For five years, Geert Wilders has been living in a Dutch safehouse, as situation he "wouldn't wish on anyone" -- and for good reason, since two like-minded folk, Pim Fortuyn and Theo van Gogh, had both been murdered in the name of radical Islam.

You'd think that would give Wilders the right to create a simple 10-minute film on the effects the Islamification of Europe is having on the Netherlands.

You'd be wrong:
A senior Iranian lawmaker warned the Netherlands on Monday not to allow the screening of what it called an anti-Islamic film produced by a Dutch politician, claiming it "reflects insulting views about the Holy Koran."
And slashing van Gogh's throat so deep he's almost decapitated just because he made a 10-minute film on how Islamic women are treated doesn't reflect an insulting view about the Koran?
Alaeddin Boroujerdi, head of the Majlis National Security and Foreign Policy Commission, promised widespread protests and a review of Iran's relationship with the Netherlands if Dutch lawmaker Geert Wilders' work is shown.

"If Holland will allow the broadcast of this movie, the Iranian parliament will request to reconsider our relationship with it," Boroujerdi said, according to IRNA, the official Iranian news agency. "In Iran, insulting Islam is a very sensitive matter and if the movie is broadcasted it will arouse a wave of popular hate that will be directed towards any government that insults Islam. (Fox News)
A film by Wilders could well generate a reaction similar to the Kartoonistan riots because the man, who heads the Party for Freedom, doesn't choose his words very carefully when talking about Islam:
  • "The tsunami of Islamicization is coming to Europe.
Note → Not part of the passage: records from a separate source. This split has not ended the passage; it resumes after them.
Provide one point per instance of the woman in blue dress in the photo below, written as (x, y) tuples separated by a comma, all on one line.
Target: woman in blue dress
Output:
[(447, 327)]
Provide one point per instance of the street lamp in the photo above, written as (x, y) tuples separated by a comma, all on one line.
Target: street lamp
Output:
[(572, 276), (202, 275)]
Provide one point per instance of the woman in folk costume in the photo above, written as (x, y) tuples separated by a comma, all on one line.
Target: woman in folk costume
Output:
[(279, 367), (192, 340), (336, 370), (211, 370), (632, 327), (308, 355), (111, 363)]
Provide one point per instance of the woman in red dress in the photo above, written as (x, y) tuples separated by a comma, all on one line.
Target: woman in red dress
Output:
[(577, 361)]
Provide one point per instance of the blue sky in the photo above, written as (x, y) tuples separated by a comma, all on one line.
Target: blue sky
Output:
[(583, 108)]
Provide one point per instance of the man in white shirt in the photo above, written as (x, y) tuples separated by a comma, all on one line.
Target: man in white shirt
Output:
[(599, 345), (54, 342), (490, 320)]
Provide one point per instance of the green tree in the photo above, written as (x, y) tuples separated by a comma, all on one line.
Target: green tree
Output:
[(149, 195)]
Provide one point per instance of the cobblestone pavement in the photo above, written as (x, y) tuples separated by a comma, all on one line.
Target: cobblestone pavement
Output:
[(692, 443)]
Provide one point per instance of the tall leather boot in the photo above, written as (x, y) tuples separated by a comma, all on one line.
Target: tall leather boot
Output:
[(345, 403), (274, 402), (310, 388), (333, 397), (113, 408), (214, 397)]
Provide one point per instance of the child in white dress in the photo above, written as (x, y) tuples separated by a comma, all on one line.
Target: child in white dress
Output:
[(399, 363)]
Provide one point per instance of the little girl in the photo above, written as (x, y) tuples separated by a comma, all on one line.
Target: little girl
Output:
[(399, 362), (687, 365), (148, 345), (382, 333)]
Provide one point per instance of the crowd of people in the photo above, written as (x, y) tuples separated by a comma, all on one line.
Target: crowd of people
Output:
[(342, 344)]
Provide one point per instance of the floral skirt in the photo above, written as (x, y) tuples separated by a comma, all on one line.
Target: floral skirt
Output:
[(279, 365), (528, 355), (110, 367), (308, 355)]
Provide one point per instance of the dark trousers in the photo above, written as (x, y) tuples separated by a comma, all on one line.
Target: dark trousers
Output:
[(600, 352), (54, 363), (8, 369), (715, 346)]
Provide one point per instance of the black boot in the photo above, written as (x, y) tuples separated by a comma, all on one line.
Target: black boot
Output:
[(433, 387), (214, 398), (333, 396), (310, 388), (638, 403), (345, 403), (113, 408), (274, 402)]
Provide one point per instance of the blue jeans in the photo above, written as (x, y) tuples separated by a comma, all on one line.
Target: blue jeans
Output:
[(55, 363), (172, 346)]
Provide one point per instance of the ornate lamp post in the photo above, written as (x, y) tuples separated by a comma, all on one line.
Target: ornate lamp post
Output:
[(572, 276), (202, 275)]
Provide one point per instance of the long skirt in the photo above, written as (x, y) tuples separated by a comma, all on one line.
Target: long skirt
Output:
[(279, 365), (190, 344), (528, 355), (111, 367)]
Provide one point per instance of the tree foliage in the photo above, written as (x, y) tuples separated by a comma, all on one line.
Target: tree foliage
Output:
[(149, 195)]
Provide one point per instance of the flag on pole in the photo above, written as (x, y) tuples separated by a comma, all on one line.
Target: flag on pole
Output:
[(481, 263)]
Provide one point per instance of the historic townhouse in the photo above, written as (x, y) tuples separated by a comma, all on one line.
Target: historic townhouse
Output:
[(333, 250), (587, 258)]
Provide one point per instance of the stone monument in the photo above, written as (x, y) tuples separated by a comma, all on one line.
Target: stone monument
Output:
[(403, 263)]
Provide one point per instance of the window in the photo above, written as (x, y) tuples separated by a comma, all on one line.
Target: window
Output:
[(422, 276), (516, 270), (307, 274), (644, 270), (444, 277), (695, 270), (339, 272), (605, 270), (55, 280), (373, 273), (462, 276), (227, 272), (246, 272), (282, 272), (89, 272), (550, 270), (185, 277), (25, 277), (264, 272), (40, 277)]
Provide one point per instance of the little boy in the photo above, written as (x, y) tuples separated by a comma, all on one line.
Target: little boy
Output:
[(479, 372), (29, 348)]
We should come to be far stronger."
  • "I believe our culture is much better than the retarded Islamic cultures. Ninety-nine percent of the intolerance in the world comes back to the Islamic religion and the Koran."

That's definitely not the way I'd put it, since saying "retarded Islamic cultures" isn't going to encourage ... uh ... dysfunctional Islamic cultures to change. Nor is calling for Europe to ban the Koran, as he did five months ago in an essay, "Enough is Enough," which began:
The Koran is a facist book which incites violence,writes Geert Wilders. That is why this book, just like Mein Kampf, must be banned.

I have been proclaiming this for years: A moderate Islam does not exist. For those who don't want to believe me: read the speech which the Italian writer Oriana Fallaci who alas, died last year held in New York on November 28th 2007 when she received a prize for her heroic resistance to Islamo facism and her struggle for freedom:

"A moderate Islam does not exist. It does not exist because there is no difference between Good Islam and Bad Islam. There is Islam and that it the end of it. Islam is the Koran, and nothing other than the Koran. And the Koran is the Mein Kampf of a religion that desires to eliminate others - non-Muslims - who are called infidel dogs, and inferior creatures. Read the Koran, that Mein Kampf, yet again. In whatever version and you will see that the evil which the sons of Allah against us and themselves has perpetrated comes from that book". ...

Enough is enough. Let's stop with the politically correct spin and hype. ... The core of the problem is fascistic Islam, the sick ideology of Allah and Mohammed as it is set out in the Islamic Mein Kampf: the Koran. The texts in the Koran leave little to the imagination.
To Islam, as the only global religion that can tolerate no criticism, that's the kind of stuff you slit throats and burn embassies over. They don't even bother asking themselves why they aligned so easily with the Nazis in WWII -- a question that is answered in the pages of the Koran as much as anywhere else.

As Iran threatens, the Dutch government cowers, admitting they're nervous, hoping Wilder will rethink, but to their credit steadfastly saying government has no control over what he says until he says it since they have this quaint freedom of speech thing going there.

That message of freedom makes Wilder's film like Bhutto's return to Pakistan -- dangerous and risky, for sure, but even if it all turns out horribly, it makes a strong point about the dangers of radical, intolerant, ugly, violent Islam.